Even in New Hampshire, Florida’s Governor is being compelled to defend his home state’s battered homeowners’ insurance market.
During a press conference in Rochester, Ron DeSantis pushed back against the “false premise” that he hadn’t addressed issues in the sector, adding that he would have done even more if the Legislature had been on board.
“We’ve done property insurance for three years. Going back to 2021, we had to get what the Legislature would do. There were other things that I wanted them to do then that they weren’t prepared to,” DeSantis said, though he didn’t specify what those other things were.
“Once the election happened, we had better numbers,” DeSantis added. “We called a Special Session very quickly and got those changes done. So we’ve been working on this for a number of years.”

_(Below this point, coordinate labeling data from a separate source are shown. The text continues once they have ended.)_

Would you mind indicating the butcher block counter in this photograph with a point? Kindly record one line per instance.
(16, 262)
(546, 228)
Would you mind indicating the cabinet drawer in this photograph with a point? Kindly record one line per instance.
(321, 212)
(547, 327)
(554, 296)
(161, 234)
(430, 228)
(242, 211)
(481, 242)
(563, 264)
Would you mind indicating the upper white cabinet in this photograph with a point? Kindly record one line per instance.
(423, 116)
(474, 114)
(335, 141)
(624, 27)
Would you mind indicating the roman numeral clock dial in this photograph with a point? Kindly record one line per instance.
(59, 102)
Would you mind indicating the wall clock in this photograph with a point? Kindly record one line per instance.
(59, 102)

Despite DeSantis’ narrative of action, he has acknowledged elsewhere that Floridians will need some luck to deal with this storm season, as he urged Florida homeowners to “knock on wood” and wait out the crisis during a radio interview earlier this month.
“I think they’re going to wait through this hurricane season and then I think they’re going to be willing to deploy more capital to Florida,” DeSantis said of insurance companies earlier this month on the Howie Carr Show. “So, knock on wood, we won’t have a big storm this summer. Then I think you’re going to start to see companies see an advantage.”

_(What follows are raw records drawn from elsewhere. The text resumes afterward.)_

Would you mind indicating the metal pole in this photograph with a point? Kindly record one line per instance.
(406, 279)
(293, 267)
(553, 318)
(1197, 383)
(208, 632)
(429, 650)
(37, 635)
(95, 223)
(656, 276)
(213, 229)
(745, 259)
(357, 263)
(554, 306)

Those with policies from Citizens Property Insurance may need to knock the loudest. DeSantis noted last year that the state-sponsored insurer of last resort was “unfortunately undercapitalized” and that the company could go “belly up” if it actually had to weather a major storm.
DeSantis purportedly helped to boost the reinsurance market during his stop in England this spring. He met with British reinsurance companies, and “secured a commitment from companies in attendance to increase access for carriers serving Florida policyholders,” according to a media release from the Governor’s Office.
Despite the legislative work and the reassuring words, the perception is that the market is still in trouble. Farmers Insurance, the ninth-largest property insurance company in the U.S., left the state recently. Seven other insurers went insolvent in the last year, an indication to many homeowners and observers that the state’s insurance market is in crisis.